Ein ausgelostes oder parallel zu den gewählten Vertretern zusätzlich, also doppelt, gewähltes Bürgerkomitee? Wer legt Wahlordnung, Befugnisse fest? Wir verwalten uns also doppelt? Wählen parallele Strukturen. Bürgerkomitees wie sovjets? Wer garantiert deren „Unabhängigkeit“? Bezahlung, wie, zusätzlich zu den gewählten Politikern auch die noch???
Was für ein Chaos.
In risposta a Herr Griesser, mir graut. di Peter Gasser
Herr Gasser, mir geht es
Herr Gasser, mir geht es darum, das geschilderte, existente und vom Parteiengerangel vergrößerte Chaos zu entwirren, durch ein demokratisches Verfahren. Haben Sie einen besseren Vorschlag?
In risposta a Herr Gasser, mir geht es di Klaus Griesser
Jetzt haben sie mich erwischt
Jetzt haben sie mich erwischt: nein, ich habe keinen besseren Vorschlag.
Das "Parteiengerangel" und das "Erkaufen von Macht" sind in der Tat gruselig. Eigentlich sollten wir ja ein "demokratisches Verfahren" haben.
Ich bin da, zugegeben, etwas ratlos.
Was ich meine, aus der
Was ich meine, aus der Volksabstimmung über die Straßenbahn in Bozen lernen zu können:
Ein solches Projekt ist für die Stadt zukunftsbestimmend, es greift stark in die gewohnte Fortbewegung ein, es verursacht in der Realisierungsphase Behinderungen und es ist natürlich eine finanzielle Belastung für den Stadthaushalt, mit der anderes notgedrungen zurückstellt werden muss.
Es ist also richtig, dass BürgerInnen entscheiden, ob sie ein solches Projekt wollen. Die Art und Weise, wie das stattgefunden hat, hat sehr den Ausgang der Abstimmung bestimmt.
1. Die Volksabstimmung war von der Stadtverwaltung nicht wirklich gewollt, sie ist dazu gezwungen worden. So hat sie fast nebenbei stattgefunden. Bis zehn Tage vor der Abstimmung war kaum wahrzunehmen, dass über eine so wichtige Frage abgestimmt wird.
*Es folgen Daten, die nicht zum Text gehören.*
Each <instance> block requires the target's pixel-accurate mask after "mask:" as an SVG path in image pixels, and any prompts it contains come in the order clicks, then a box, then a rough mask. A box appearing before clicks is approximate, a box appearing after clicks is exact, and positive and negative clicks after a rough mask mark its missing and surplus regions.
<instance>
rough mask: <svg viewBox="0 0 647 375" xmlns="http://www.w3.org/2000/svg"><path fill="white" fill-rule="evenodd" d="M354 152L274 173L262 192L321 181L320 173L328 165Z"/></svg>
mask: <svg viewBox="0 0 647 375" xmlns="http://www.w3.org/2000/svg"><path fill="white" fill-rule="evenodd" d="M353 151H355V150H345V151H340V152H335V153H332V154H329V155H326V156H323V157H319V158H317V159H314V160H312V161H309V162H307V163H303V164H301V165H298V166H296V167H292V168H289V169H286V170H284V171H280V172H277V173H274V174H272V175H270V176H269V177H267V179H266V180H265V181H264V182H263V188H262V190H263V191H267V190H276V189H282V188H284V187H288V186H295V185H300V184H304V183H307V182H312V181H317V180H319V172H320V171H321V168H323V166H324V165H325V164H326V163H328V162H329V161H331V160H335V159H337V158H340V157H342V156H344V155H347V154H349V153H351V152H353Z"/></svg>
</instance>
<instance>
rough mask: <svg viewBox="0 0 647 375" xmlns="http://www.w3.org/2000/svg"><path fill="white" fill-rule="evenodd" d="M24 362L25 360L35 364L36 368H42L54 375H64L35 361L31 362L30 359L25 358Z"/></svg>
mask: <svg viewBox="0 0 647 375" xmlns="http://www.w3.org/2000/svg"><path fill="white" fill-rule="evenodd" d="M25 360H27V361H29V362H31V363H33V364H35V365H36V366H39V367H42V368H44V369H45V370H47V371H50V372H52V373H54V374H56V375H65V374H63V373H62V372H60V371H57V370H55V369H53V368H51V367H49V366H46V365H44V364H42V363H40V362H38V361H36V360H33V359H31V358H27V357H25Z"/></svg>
Daraus folgt: Fragen von einer derartigen Reichweite und Wichtigkeit für die Stadt sind nicht dem Zufall zu überlassen, ob jemand den Antrag dazu stellt, sondern sind obligatorisch vorzusehen. Projekte sind ab einer bestimmten finanziellen Größenordnung verbindlich der Bürgerschaft zur Abstimmung vorzulegen - mit dem Finanzreferendum. Das hat zur Folge, dass sich die Verwaltung von Anfang an darauf einstellt und sie die Bevölkerung von Anfang an in die Planung einbeziehen wird, um dann ihre Zustimmung zu bekommen. Das Wichtige daran wird nicht der Schlussakt der Abstimmung sein, sondern der ganze Abstimmungsprozess zwischen Bevölkerung und Verwaltung, die ihr voran geht.
2. Die äußerst dürftige Information der Gemeindeverwaltung war nicht mehr als eine Pflichtübung, die angeblich auch vom Mangel an Finanzmitteln bestimmt war. Viel wahrnehmbarer war die Werbung der Landesverwaltung (STA - Südtiroler Transportstrukturen) mit den Informationscontainern, den Infoblättern und den Videos in den Stadtbussen. Mit einem bisschen Feingefühl weiß man, dass ein großer Teil der Stadtbevölkerung sich von der Landesverwaltung bevormundet und übergangen fühlt, dass die Straßenbahn also nicht als ein stadteigenes Projekt empfunden worden ist, sondern als das xte Zwangsbeglückungsprojekt. Man kann das als kleingeistig abtun, aber man kann daran auch immer wieder scheitern.
Daraus folgt: Die Zukunft der Stadt muss innerhalb der Stadt gestaltet werden, sie darf nicht von außen vorgegeben werden. Dagegen wird sich immer, ob gegen Gutes oder Schlechtes, Widerstand regen. Wenn dieser sich so einfach ausdrücken kann, wie mit einer Volksabstimmung, dann ist der Ausgang ziemlich gewiß.